Woher also die Beliebtheit? Vielleicht schlicht daher, dass Rotkehlchens zurückhaltende Schönheit so zugänglich ist? Ein orange leuchtender Federball auf weißer Schneedecke, der gläsern klare Gesang eines Rotkehlchens an einem sonnigen Wintertag, die Zutraulichkeit des kleinen Wesens beim Gartenumgraben – irgendetwas davon hat jeder schon erlebt. Kein Berg muss erklommen, keine Sturzseen ausgehalten werden, um diesen freundlichen Gast willkommen zu heißen. Dass so viele gleichzeitig auftauchen, ist übrigens dem Drängen des Zuggeschehens geschuldet. Normalerweise sind die so unschuldig dreinschauenden Racker winters wie sommers ziemlich territorial und vertreiben Artgenossen aus ihren Revieren (oder haben Sie schon einmal mehr als zwei Rotkehlchen am Vogelhaus beobachtet?).

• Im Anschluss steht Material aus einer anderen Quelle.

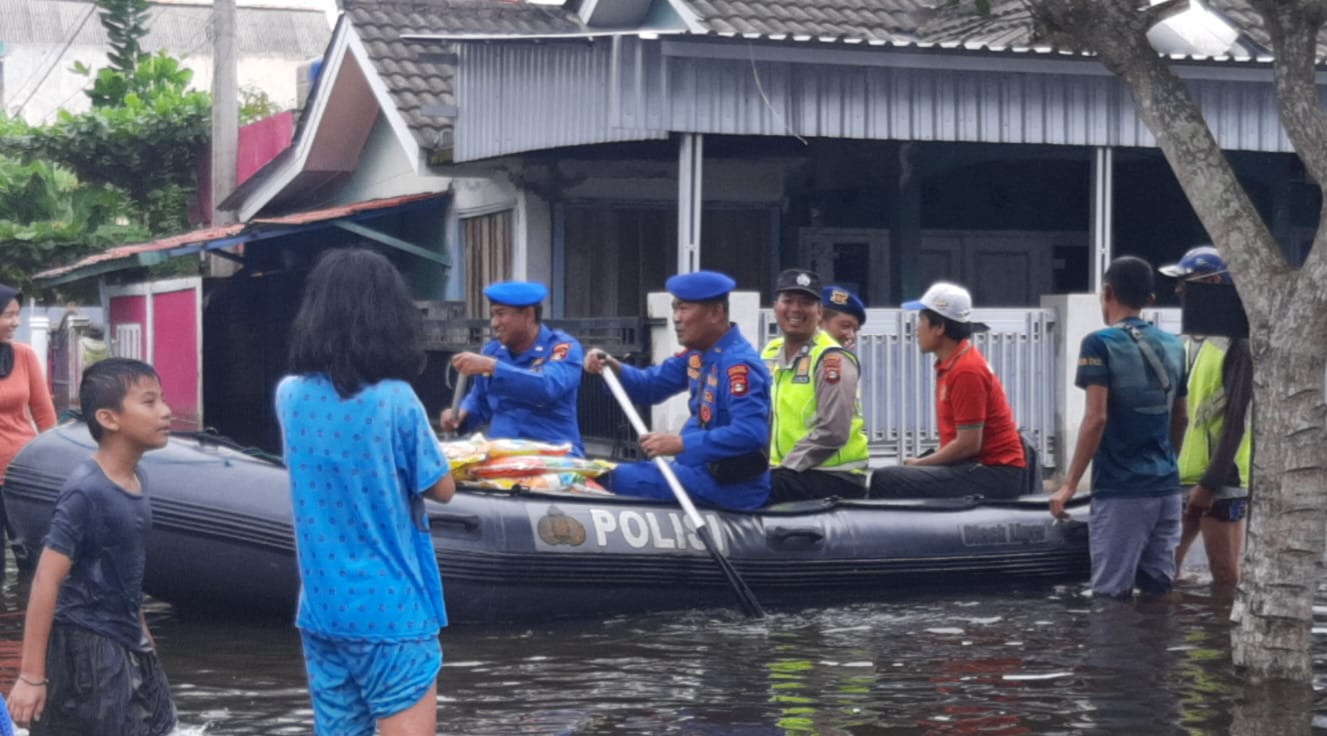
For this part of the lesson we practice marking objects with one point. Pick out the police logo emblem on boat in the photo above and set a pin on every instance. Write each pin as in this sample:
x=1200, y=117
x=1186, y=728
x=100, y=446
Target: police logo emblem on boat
x=558, y=528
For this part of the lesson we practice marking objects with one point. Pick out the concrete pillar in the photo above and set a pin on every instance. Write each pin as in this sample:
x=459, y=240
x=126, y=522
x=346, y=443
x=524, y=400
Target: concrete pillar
x=1103, y=216
x=690, y=174
x=1075, y=317
x=40, y=340
x=745, y=309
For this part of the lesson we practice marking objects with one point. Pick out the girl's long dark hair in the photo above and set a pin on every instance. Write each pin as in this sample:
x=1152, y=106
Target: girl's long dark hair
x=356, y=322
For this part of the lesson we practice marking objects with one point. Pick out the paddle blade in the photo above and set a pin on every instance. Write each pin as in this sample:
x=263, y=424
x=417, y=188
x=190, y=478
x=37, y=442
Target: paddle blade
x=750, y=606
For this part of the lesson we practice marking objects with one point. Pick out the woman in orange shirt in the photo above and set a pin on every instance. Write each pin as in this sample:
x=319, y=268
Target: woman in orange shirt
x=25, y=406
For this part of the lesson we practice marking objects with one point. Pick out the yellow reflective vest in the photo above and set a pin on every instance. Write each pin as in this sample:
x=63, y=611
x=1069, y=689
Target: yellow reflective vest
x=792, y=393
x=1206, y=415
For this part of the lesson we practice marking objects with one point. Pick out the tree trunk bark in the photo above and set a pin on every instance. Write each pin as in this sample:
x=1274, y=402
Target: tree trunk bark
x=1283, y=558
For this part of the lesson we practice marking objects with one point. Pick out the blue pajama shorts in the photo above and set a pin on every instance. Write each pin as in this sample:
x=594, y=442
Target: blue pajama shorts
x=353, y=684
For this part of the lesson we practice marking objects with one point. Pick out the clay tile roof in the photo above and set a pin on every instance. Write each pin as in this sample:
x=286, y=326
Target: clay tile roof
x=417, y=74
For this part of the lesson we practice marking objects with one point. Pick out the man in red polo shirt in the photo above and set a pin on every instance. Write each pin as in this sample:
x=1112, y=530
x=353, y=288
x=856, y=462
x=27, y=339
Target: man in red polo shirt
x=979, y=450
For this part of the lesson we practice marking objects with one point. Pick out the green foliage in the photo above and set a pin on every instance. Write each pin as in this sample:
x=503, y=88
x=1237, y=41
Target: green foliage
x=256, y=105
x=126, y=25
x=147, y=147
x=47, y=216
x=154, y=76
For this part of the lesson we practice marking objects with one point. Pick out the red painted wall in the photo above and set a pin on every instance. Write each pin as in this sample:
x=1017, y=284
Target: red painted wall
x=175, y=354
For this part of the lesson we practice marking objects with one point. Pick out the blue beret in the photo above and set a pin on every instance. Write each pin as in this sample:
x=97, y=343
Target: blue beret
x=516, y=293
x=845, y=301
x=701, y=285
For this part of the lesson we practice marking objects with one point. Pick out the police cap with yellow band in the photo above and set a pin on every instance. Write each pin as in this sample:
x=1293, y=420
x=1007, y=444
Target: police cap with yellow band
x=701, y=285
x=845, y=301
x=516, y=293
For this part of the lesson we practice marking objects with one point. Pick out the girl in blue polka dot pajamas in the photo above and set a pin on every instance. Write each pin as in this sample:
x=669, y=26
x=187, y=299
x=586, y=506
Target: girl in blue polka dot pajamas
x=361, y=458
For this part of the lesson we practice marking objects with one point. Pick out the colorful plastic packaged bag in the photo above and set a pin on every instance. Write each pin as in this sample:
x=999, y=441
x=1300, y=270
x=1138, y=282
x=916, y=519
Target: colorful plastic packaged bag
x=518, y=466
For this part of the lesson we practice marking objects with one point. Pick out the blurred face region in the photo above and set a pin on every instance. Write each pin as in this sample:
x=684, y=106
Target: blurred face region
x=843, y=328
x=798, y=316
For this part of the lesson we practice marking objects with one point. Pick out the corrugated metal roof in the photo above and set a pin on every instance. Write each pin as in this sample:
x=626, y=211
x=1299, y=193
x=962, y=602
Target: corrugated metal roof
x=421, y=77
x=222, y=236
x=179, y=29
x=544, y=96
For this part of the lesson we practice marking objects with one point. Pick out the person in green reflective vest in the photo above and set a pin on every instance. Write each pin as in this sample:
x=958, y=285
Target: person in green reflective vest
x=1217, y=447
x=818, y=443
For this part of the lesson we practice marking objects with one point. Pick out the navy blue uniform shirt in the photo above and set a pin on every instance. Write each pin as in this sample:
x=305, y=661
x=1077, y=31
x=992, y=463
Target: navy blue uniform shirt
x=729, y=398
x=531, y=395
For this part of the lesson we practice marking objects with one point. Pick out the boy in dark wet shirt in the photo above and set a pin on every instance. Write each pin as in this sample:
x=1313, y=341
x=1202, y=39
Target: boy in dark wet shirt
x=89, y=667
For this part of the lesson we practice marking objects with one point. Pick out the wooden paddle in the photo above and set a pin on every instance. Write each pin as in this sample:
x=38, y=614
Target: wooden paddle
x=750, y=606
x=457, y=395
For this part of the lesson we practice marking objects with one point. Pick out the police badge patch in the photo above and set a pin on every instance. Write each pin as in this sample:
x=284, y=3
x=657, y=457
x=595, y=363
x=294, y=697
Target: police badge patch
x=834, y=369
x=738, y=382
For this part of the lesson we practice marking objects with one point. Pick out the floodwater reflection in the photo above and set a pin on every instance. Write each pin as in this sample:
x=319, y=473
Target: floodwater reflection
x=1018, y=661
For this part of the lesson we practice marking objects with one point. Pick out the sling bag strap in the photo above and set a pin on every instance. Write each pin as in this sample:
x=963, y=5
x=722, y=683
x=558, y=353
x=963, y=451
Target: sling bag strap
x=1153, y=361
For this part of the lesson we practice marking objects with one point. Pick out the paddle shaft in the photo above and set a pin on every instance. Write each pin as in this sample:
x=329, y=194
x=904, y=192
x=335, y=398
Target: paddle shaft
x=459, y=391
x=458, y=394
x=750, y=606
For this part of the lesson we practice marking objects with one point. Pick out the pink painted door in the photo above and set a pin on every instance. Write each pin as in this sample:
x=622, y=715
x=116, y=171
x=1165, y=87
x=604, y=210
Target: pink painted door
x=175, y=354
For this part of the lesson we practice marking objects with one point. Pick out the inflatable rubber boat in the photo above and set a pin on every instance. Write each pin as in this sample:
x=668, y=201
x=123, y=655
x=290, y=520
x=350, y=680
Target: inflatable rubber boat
x=222, y=541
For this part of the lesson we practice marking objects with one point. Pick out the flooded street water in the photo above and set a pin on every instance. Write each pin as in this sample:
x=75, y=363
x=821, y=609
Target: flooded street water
x=1034, y=659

Als ich eines der verflogenen Rotkehlchen hinausbrachte, bemerkte ich, dass sein Rücken gar nicht nur graubraun, sondern oliv überhaucht ist. Und das tiefschwarze Perlenauge – das hat eine warme, samtbraune Iris. Das Besondere liegt eben auch im Gewöhnlichen. Es geht wohl eher um die Fähigkeit, es dort sehen, als darum, an irgendeinem Ort etwas Seltenes aufspüren zu können.

Das Rotkehlchen ist also doch ein ziemlich guter Botschafter für die Anliegen der Vogelwelt. Und das bereits zum zweiten Mal, wie ich erstaunt feststelle. 1992 war es nämlich auch schon – durch Expertengremium gewählt – Vogel des Jahres.  Rotkehlchen – die Rückkehr!